I am reading slides from my lecture and saw this equality: $$ \frac{1}{2}(e^{3x} - e^{2x} - e^x + \color{red}{1}) = \sum_{r \ge 0}\frac{1}{2}(3^r-2^r-1) \frac{x^r}{r!} $$
but in my opinion it should be $$ \frac{1}{2}(e^{3x} - e^{2x} - e^x + 1) = \sum_{r \ge 0}\frac{1}{2}(3^r-2^r-1) \frac{x^r}{r!} + \color{red}{\frac{1}{2}} $$ where $ \color{red}{1}$ has been lost?
On
The value of the function at $0$ is $0$, so the constant term of the Maclaurin expansion cannot be anything but $0$. Therefore, since computing the first term of the sequence as it was printed gives $-\frac12$, $\frac12$ should be added to compensate, as you suspect.
On
You are correct the $1$ term was "lost". For each $e^{nx}$ term on the left, there's a corresponding $\sum_{r\ge 0}n^r\left(\frac{x^r}{r!}\right)$ (I assume your "$t$" is meant to be "$x$") term on the right. Thus, the $\frac{1}{2}(e^3x - e^{2x} - e^x)$ is accommodated by the terms on the right, so the $ + 1$ term is, as you state, not included and, thus, should give an extra $\frac{1}{2}$ term.

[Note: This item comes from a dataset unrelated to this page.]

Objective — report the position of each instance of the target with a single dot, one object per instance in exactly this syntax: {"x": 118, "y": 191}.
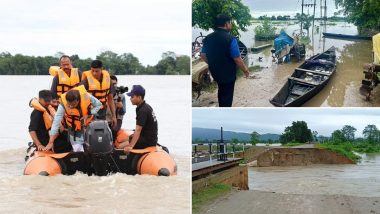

An easy way to check is to use $x = 0$ on the left. This gives $0$ but, on the right with $x^0 = 1$, you get $\frac{1}{2}(1 - 1 - 1) = -\frac{1}{2}$ instead.
You are correct, it should be $$\frac{1}{2}(e^{3x} - e^{2x} - e^x + 1) = \sum_{r \ge 0}\frac{1}{2}(3^r-2^r-1) \frac{x^r}{r!} + \frac{1}{2}.$$ Note that, since the left-hand side is zero for $x=0$, you may also write $$\frac{1}{2}(e^{3x} - e^{2x} - e^x + 1) = \sum_{r \ge \color{red}{1}}\frac{1}{2}(3^r-2^r-1) \frac{x^r}{r!}$$ where starting index in the sum is now $1$.